I live blogged Cameron Neylon‘s talk today at Newcastle University, and I did it in a Wave. There were a few pluses, and a number of minuses. Still, it’s early days yet and I’m willing to take a few hits and see if things get better (perhaps by trying to write my own robots, who knows?). In effect, today was just an exercise, and what I wrote in the Wave could have equally well been written directly in this blog.
(You’ll get the context of this post if you read my previous post on trying to play around with Google Wave. Others, since, have had a similar experience to mine. Even so, I’m still smiling – most of the time 🙂 )
Pluses: The Wave was easy to write in, and easy to create. It was a very similar experience to my normal WordPress blogging experience.

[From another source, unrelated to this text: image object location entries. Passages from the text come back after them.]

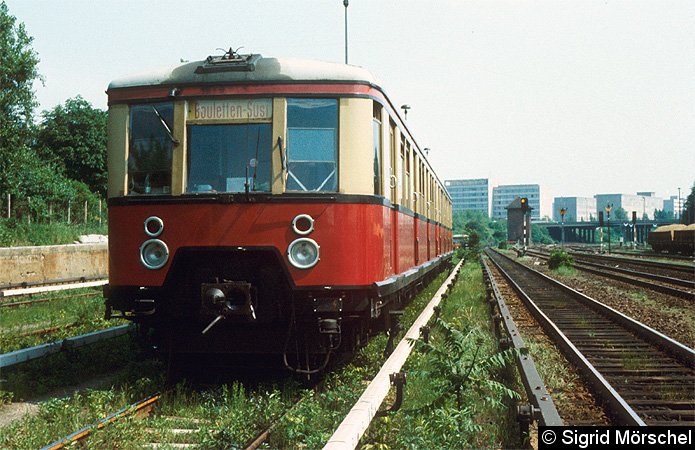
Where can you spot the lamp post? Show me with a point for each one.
(609, 207)
(346, 3)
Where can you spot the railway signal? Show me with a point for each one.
(524, 211)
(608, 208)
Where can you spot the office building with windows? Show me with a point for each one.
(470, 195)
(674, 205)
(643, 204)
(578, 209)
(503, 195)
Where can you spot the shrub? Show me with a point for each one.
(560, 259)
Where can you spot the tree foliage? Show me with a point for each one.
(18, 71)
(73, 136)
(49, 163)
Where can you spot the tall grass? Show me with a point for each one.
(454, 397)
(15, 233)
(65, 316)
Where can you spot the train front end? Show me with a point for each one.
(242, 210)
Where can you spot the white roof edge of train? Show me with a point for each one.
(266, 70)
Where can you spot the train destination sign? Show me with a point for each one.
(231, 110)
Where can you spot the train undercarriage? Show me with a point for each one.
(240, 301)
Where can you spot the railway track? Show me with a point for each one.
(620, 272)
(27, 289)
(178, 436)
(644, 377)
(656, 255)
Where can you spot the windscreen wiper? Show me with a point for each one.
(166, 126)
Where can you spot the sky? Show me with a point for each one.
(582, 97)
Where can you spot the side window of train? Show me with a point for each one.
(312, 144)
(150, 148)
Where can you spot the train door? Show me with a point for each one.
(393, 183)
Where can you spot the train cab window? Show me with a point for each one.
(150, 148)
(312, 144)
(228, 158)
(376, 144)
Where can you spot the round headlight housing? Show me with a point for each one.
(154, 254)
(154, 226)
(303, 224)
(303, 253)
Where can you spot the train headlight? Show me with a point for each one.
(154, 254)
(154, 226)
(303, 253)
(303, 224)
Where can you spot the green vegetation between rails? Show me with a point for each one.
(15, 233)
(560, 258)
(68, 314)
(453, 397)
(473, 416)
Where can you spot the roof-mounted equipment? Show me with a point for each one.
(230, 61)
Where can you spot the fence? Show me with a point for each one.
(73, 211)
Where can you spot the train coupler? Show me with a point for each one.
(397, 379)
(228, 299)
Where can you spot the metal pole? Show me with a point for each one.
(346, 3)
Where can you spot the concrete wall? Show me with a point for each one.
(52, 262)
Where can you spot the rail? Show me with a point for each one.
(633, 277)
(28, 354)
(649, 369)
(10, 290)
(537, 393)
(80, 435)
(354, 425)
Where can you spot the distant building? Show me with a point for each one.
(579, 209)
(503, 195)
(674, 205)
(643, 205)
(470, 195)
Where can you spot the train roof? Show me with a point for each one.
(247, 69)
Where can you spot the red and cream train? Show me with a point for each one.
(266, 206)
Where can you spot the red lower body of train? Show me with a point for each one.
(226, 284)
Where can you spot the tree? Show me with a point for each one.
(73, 136)
(18, 71)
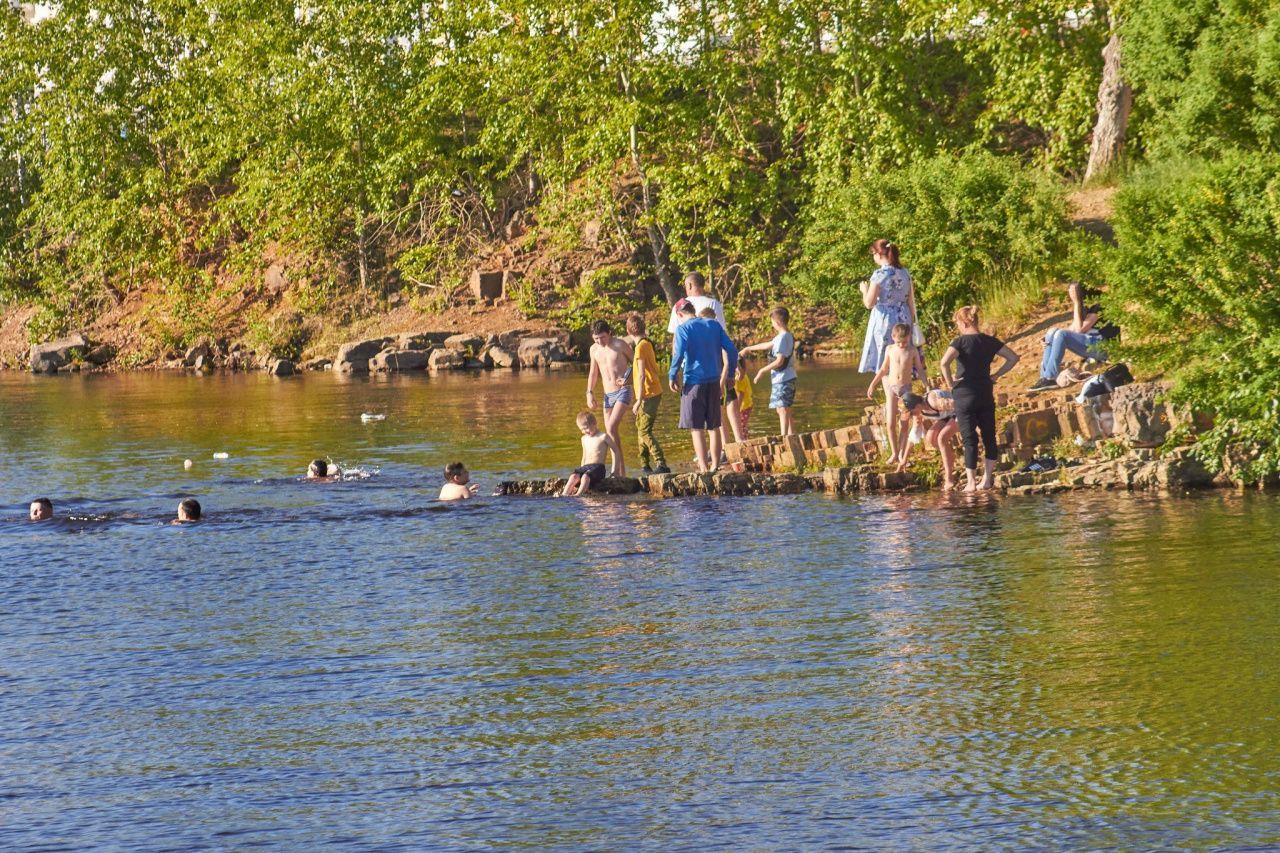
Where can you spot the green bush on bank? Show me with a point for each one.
(967, 224)
(1196, 286)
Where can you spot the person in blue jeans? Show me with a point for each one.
(705, 351)
(1087, 336)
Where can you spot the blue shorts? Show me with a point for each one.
(782, 395)
(622, 396)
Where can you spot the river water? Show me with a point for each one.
(353, 665)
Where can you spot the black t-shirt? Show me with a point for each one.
(977, 352)
(1106, 329)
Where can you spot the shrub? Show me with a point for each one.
(965, 223)
(1194, 287)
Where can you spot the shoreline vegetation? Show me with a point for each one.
(263, 183)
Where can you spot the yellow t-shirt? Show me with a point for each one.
(743, 386)
(644, 372)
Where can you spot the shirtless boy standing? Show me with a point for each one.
(896, 373)
(611, 361)
(594, 445)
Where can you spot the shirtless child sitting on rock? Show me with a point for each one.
(594, 445)
(611, 361)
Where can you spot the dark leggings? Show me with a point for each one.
(976, 413)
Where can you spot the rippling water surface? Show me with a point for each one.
(351, 664)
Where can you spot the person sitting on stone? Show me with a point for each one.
(456, 483)
(1084, 337)
(188, 511)
(595, 445)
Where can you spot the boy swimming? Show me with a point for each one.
(594, 446)
(456, 488)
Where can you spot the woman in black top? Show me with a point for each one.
(974, 392)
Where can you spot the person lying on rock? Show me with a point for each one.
(457, 486)
(595, 443)
(1087, 336)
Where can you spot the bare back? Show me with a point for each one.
(613, 361)
(594, 448)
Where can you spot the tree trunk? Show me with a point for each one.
(1115, 100)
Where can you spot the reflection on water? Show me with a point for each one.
(356, 665)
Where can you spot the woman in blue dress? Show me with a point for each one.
(891, 299)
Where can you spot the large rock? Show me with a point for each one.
(540, 352)
(48, 357)
(398, 360)
(446, 360)
(353, 357)
(201, 349)
(1141, 414)
(465, 343)
(502, 357)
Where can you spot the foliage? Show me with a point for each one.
(1194, 286)
(965, 224)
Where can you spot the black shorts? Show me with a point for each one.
(699, 406)
(593, 473)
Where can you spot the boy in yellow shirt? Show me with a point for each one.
(648, 391)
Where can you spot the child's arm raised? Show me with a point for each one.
(590, 381)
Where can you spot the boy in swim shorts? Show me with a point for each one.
(611, 361)
(594, 446)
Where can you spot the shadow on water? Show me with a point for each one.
(352, 664)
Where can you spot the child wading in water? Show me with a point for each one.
(937, 407)
(611, 361)
(648, 391)
(782, 369)
(456, 478)
(594, 446)
(896, 370)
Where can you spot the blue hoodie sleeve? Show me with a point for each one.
(677, 355)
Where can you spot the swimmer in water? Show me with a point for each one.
(320, 469)
(456, 488)
(188, 511)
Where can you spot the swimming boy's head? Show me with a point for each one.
(600, 332)
(912, 402)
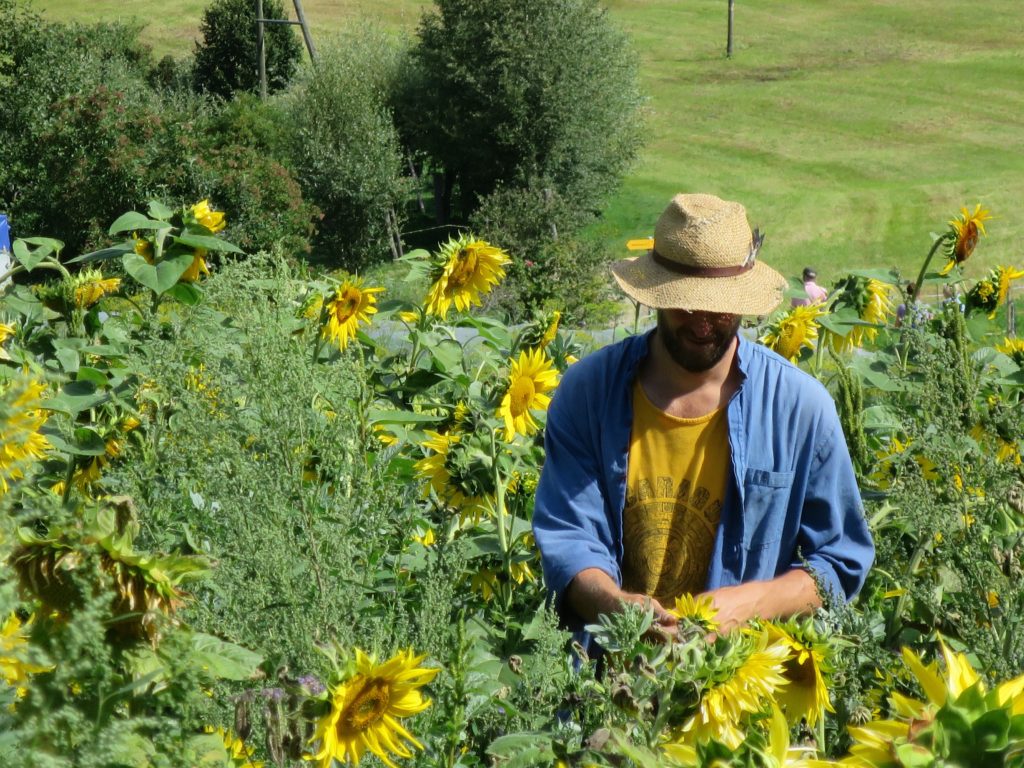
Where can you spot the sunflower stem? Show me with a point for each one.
(924, 269)
(501, 513)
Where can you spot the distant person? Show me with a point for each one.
(919, 312)
(951, 299)
(815, 293)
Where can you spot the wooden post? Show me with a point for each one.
(260, 49)
(305, 31)
(728, 43)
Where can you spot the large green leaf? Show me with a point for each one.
(205, 241)
(187, 293)
(132, 221)
(224, 659)
(159, 278)
(104, 254)
(76, 396)
(30, 258)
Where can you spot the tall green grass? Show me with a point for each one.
(850, 130)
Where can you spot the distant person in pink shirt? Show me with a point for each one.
(815, 293)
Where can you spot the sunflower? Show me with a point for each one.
(886, 470)
(20, 420)
(958, 688)
(434, 468)
(366, 708)
(779, 749)
(697, 610)
(1013, 348)
(240, 756)
(869, 298)
(753, 684)
(807, 693)
(91, 287)
(144, 249)
(13, 641)
(352, 303)
(794, 331)
(464, 270)
(965, 231)
(529, 379)
(212, 220)
(197, 267)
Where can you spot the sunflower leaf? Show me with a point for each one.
(224, 659)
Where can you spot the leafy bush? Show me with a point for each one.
(88, 138)
(519, 91)
(226, 56)
(346, 151)
(551, 269)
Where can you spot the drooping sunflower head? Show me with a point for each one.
(747, 683)
(464, 270)
(90, 286)
(806, 669)
(696, 610)
(990, 293)
(965, 231)
(871, 301)
(14, 667)
(22, 418)
(202, 213)
(351, 304)
(367, 702)
(530, 378)
(199, 266)
(143, 247)
(794, 331)
(1013, 348)
(456, 474)
(239, 753)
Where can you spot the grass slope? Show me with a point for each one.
(850, 130)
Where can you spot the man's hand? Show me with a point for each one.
(793, 593)
(593, 592)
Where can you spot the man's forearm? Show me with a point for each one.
(593, 592)
(793, 593)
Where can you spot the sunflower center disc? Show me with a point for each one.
(369, 707)
(463, 270)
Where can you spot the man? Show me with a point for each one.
(690, 460)
(815, 293)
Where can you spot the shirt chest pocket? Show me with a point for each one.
(766, 502)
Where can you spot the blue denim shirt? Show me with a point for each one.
(792, 499)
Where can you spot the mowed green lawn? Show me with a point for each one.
(851, 130)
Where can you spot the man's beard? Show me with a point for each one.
(702, 357)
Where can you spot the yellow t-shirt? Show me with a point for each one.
(675, 485)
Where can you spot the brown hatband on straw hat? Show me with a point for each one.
(704, 259)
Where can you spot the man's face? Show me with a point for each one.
(696, 340)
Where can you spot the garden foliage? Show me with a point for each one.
(260, 515)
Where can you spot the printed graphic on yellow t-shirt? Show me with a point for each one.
(674, 489)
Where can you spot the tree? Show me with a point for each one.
(345, 148)
(225, 58)
(513, 91)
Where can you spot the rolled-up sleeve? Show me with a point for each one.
(570, 518)
(834, 539)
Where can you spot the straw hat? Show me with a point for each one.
(704, 259)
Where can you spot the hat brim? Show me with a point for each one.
(758, 291)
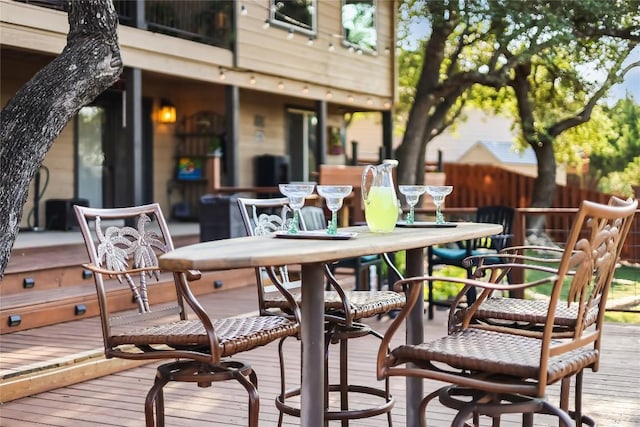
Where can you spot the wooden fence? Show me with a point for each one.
(480, 185)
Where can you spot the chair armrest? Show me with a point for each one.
(500, 241)
(193, 275)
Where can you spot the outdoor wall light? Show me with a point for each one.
(167, 113)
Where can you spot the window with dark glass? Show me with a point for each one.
(359, 24)
(297, 15)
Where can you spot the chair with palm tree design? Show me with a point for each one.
(123, 245)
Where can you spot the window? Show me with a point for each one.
(296, 15)
(359, 24)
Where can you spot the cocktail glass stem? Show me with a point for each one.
(332, 228)
(410, 216)
(293, 226)
(439, 217)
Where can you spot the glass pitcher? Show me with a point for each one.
(379, 198)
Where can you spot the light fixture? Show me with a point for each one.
(167, 113)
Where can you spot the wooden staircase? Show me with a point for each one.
(45, 293)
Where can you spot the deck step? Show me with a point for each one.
(61, 373)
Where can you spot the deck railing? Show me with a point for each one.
(209, 22)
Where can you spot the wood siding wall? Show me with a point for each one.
(271, 52)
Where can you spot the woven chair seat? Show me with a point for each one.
(532, 311)
(496, 353)
(234, 334)
(363, 303)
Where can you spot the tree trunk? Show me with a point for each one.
(35, 116)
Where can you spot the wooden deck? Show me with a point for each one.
(612, 395)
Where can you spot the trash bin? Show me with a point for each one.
(271, 170)
(60, 215)
(220, 217)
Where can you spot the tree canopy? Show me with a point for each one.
(530, 57)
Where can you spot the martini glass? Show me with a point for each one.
(296, 193)
(334, 195)
(412, 193)
(438, 193)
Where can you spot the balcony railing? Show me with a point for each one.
(208, 21)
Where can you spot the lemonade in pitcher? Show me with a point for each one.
(379, 197)
(381, 209)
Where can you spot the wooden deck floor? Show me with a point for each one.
(612, 395)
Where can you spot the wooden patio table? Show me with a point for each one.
(311, 254)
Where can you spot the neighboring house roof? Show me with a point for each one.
(502, 152)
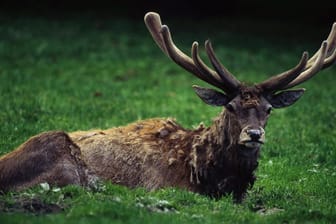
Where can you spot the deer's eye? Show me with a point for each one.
(230, 107)
(269, 109)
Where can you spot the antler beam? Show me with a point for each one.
(220, 78)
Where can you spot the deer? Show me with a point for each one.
(217, 160)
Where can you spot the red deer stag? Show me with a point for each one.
(155, 153)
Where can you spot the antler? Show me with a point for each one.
(306, 69)
(220, 78)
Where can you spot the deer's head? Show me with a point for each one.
(249, 105)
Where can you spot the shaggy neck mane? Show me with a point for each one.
(216, 165)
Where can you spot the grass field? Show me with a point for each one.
(82, 73)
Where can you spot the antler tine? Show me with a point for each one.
(281, 80)
(331, 40)
(186, 62)
(204, 68)
(311, 71)
(153, 23)
(195, 65)
(230, 81)
(306, 69)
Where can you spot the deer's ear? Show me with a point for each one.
(211, 97)
(285, 98)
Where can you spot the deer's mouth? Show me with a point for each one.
(252, 144)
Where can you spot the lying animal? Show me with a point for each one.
(156, 153)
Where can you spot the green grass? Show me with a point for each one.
(83, 73)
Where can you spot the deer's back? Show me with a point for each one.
(151, 153)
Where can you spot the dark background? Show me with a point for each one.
(288, 10)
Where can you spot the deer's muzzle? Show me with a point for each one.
(252, 137)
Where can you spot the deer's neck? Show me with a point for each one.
(215, 155)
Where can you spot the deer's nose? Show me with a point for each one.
(255, 134)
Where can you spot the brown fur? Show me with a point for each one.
(49, 157)
(154, 153)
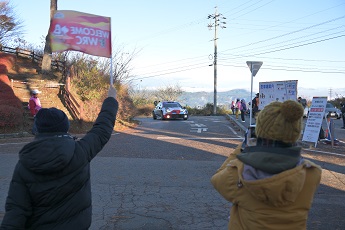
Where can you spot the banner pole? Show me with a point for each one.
(111, 71)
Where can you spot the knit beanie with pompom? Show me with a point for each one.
(280, 121)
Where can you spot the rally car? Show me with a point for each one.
(169, 110)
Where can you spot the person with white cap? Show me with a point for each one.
(270, 184)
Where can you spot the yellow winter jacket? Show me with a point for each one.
(262, 200)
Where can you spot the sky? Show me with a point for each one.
(175, 41)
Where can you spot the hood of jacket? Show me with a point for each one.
(278, 180)
(48, 153)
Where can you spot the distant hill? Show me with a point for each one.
(200, 99)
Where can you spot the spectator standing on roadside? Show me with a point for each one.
(34, 106)
(270, 185)
(302, 101)
(342, 109)
(34, 102)
(233, 107)
(243, 110)
(255, 105)
(237, 107)
(50, 187)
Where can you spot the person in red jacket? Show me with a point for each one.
(34, 106)
(34, 102)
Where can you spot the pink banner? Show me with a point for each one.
(88, 33)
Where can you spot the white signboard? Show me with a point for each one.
(276, 91)
(315, 118)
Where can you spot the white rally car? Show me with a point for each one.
(169, 110)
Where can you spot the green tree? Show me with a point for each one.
(47, 59)
(10, 25)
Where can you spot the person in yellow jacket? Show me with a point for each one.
(270, 185)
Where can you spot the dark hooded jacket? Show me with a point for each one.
(50, 187)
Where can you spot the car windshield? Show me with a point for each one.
(171, 105)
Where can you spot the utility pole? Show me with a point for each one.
(217, 22)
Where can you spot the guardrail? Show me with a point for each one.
(36, 58)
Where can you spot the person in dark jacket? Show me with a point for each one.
(50, 186)
(342, 109)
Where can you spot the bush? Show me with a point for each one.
(11, 109)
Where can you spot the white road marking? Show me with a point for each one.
(197, 138)
(198, 130)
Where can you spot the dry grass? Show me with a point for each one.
(26, 76)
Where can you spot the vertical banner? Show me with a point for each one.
(88, 33)
(277, 91)
(315, 118)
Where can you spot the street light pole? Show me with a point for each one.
(216, 23)
(254, 67)
(215, 69)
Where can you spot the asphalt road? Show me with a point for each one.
(157, 176)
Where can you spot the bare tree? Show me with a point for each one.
(169, 93)
(10, 25)
(47, 59)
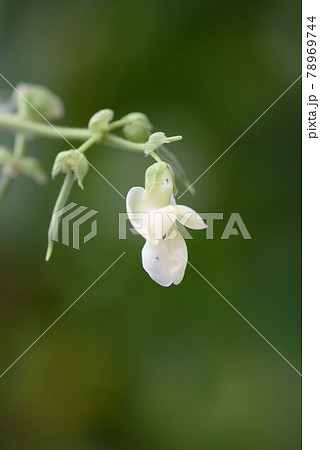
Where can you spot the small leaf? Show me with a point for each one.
(5, 155)
(43, 101)
(32, 168)
(99, 122)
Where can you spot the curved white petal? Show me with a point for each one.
(137, 205)
(189, 218)
(166, 262)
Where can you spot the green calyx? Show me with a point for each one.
(99, 122)
(71, 161)
(160, 178)
(44, 102)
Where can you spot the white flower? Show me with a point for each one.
(153, 213)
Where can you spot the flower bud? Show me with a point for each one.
(99, 122)
(137, 128)
(5, 155)
(160, 177)
(71, 161)
(158, 139)
(43, 101)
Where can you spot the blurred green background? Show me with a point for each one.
(134, 365)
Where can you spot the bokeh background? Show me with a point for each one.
(133, 365)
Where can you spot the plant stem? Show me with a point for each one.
(89, 143)
(18, 151)
(61, 201)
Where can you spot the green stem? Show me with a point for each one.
(89, 143)
(5, 183)
(61, 201)
(16, 123)
(19, 145)
(155, 156)
(18, 151)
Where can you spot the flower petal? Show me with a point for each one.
(189, 218)
(166, 262)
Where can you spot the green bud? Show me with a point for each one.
(160, 177)
(158, 139)
(41, 98)
(137, 127)
(99, 122)
(71, 161)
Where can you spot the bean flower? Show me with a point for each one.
(154, 213)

Minuses: I wanted to make the Wave public from the start, but have yet to succeed in this. Adding firstname.lastname@example.org or email@example.com just didn’t work: nothing I tried was effective. Also, the copying and pasting simply failed to work when copying the content of the Wave from Iron into my WordPress post in Firefox: while I could copy into other windows and editors, I simply couldn’t copy into WordPress. When I logged into Wave via Firefox, the copy-and-paste worked, but automatically included the highlighting that occurred due to my selecting the text, and then I couldn’t un-highlight the wave! What follows is a very colorful copy of my notes. I’ve removed the highlighting now, to make it more readable.
I’d like to embed the Wave here directly. In theory, I can do this with the following command:
Unfortunately, it seems this Wavr plugin is not available via the wordpress.com setup. So, I’ll just post the content of the Wave below, so you can all read about Cameron Neylon’s fantastic presentation today, even if my first experiment in Wave wasn’t quite what I expected. Use the Wave id above to add this Wave to your inbox, if you’d like to discuss his presentation or fix any mistakes of mine. It should be public, but I’m having some issues with that, too!
Cameron Neylon’s talk on Capturing Process and Science Online. Newcastle University, 15 October 2009.
Please note that all the mistakes are mine, and no-one else’s. I’m happy to fix anything people spot!
We’re either on top of a dam about to burst, or under it about to get flooded. He showed a graph of data entering GenBank. Interestingly, the graph is no longer exponential, and this is because most of the sequence data isn’t goinginto GenBank, but is being put elsehwere.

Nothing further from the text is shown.